There are advantages and disadvantages to each option. The disadvantages to option 1 is that everyone has already seen this prop and if I use it next year, the prop won't have that "surprise" factor. The advantage of option 2 is someone else will have the joy of having and using this prop. The advantage of option 3 is the cost of next years prop will be much less since I will be able to re-use many of the components.

One cool thing that happened on Halloween is that one of the parents asked me if the crate was a reference to "Creep Show", which it was. I really appreciated their attention to the details and rewarded them with a piece of candy.

What do you think I should do?


----------



## Smelly-Skelly (Sep 29, 2006)

How about this for an idea, take the guts out, use it in something else but still have the crate on display.
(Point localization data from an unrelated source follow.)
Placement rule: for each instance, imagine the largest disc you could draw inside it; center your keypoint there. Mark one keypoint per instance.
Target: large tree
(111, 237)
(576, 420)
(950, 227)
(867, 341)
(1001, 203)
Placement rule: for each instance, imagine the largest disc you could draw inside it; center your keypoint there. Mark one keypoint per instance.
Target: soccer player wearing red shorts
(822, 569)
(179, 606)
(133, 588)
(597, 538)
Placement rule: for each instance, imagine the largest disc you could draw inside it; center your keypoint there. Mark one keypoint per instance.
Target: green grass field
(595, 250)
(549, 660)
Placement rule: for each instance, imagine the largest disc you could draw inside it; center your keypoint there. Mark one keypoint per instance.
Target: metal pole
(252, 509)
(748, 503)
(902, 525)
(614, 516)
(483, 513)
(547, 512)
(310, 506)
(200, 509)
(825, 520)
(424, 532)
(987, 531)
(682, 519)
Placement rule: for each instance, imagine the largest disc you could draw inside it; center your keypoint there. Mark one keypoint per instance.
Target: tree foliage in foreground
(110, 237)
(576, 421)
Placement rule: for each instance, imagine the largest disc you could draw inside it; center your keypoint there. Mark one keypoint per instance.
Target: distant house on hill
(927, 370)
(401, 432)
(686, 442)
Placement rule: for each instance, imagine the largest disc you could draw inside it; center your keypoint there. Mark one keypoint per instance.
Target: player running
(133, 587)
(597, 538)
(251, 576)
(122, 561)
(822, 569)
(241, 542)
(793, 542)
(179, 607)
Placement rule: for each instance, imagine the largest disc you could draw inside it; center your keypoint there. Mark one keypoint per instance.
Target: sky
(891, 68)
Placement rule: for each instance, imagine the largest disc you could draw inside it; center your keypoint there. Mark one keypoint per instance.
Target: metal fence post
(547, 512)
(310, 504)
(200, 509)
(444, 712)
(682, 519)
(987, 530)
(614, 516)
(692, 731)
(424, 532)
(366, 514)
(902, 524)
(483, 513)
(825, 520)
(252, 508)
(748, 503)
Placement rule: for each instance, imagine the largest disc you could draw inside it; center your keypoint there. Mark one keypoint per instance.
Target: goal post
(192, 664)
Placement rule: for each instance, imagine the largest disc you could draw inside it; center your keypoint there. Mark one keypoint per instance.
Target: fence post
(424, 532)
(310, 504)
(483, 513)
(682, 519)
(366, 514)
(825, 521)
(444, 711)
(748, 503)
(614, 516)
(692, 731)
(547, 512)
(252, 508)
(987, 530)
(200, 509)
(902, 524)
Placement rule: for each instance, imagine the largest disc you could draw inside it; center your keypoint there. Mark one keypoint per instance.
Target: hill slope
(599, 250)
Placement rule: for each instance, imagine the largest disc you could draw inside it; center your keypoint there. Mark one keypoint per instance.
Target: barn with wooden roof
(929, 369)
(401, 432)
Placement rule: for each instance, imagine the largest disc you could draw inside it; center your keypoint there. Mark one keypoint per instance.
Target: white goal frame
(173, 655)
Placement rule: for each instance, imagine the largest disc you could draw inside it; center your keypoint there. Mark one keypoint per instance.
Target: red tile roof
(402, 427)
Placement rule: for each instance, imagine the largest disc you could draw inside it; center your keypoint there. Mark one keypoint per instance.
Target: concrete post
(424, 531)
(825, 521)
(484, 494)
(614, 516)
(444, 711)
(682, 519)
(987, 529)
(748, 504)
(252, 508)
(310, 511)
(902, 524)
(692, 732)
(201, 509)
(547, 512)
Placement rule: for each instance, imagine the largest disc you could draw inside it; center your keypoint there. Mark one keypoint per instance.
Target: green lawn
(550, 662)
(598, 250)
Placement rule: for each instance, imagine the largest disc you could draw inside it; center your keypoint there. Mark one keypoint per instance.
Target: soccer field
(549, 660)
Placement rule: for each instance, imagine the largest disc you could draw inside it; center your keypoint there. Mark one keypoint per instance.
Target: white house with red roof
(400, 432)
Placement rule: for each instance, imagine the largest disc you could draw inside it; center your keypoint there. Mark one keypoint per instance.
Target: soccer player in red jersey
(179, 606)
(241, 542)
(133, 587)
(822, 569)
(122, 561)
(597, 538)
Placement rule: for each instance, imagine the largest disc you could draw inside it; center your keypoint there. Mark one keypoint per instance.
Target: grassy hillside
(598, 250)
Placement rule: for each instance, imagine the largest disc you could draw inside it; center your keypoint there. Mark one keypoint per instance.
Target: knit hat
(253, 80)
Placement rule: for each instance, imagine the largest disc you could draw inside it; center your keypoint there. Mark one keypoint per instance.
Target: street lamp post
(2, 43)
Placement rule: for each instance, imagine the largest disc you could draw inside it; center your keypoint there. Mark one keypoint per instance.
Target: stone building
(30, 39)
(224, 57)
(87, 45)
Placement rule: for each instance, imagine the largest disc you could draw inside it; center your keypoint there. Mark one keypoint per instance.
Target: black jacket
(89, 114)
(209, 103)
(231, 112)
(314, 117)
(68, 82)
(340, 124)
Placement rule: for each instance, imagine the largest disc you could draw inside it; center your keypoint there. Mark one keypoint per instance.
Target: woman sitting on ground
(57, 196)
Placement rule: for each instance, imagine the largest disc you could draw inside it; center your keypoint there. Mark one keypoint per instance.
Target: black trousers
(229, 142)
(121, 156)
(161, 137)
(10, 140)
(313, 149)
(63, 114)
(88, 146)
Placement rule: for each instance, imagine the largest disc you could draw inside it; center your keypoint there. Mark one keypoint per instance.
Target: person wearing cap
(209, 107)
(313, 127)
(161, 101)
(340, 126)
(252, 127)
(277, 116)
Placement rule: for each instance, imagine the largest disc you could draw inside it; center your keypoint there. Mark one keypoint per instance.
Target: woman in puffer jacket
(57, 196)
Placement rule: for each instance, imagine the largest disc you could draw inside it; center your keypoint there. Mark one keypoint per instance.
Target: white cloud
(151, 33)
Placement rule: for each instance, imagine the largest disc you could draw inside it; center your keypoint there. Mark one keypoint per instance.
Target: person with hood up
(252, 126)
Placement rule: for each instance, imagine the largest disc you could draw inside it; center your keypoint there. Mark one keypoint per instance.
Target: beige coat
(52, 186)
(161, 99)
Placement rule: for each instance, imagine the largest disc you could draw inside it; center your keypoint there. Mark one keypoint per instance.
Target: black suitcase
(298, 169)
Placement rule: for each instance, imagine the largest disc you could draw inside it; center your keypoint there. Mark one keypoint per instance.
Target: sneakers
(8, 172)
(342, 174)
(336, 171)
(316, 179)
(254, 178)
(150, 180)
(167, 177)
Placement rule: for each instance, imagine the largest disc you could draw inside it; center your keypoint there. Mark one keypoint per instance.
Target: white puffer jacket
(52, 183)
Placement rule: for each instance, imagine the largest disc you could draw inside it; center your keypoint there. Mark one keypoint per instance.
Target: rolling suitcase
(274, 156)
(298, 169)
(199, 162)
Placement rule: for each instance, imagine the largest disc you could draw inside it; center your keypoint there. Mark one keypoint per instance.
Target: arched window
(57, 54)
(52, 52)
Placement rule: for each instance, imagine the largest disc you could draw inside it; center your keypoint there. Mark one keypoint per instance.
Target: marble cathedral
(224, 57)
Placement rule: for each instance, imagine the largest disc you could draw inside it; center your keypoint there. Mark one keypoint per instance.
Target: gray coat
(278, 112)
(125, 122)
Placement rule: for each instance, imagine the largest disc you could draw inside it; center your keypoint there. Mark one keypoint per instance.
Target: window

If everyone that saw it this year knows about it, they will keep their distance. If you place it correctly, they will keep their distance within range of something else that will scare them.

I did this last year when I was a prop on our porch to scare everyone the before. The older kids knew what I did the year before and were on the look out for me on the porch. I used the same clothes, but filled them with expanding foam and laid it out on a table like a body. They stopped dead in their tracks when they saw it.

To their suprise, I cam up from behind them in a differenct costume and scared the heck out of them. Now they really don't know if I am coming or going!!!


----------



## Long_Tom (Oct 7, 2006)

LOL! I was going to say the exact same thing as Smelly-Skelly. I have a life size ghost puppet on a chest harness that I've worn for two years now. I think next year it is going on static display somewhere prominent, and I'll get the ToT's from behind while they are giving the ghost a wide berth.


----------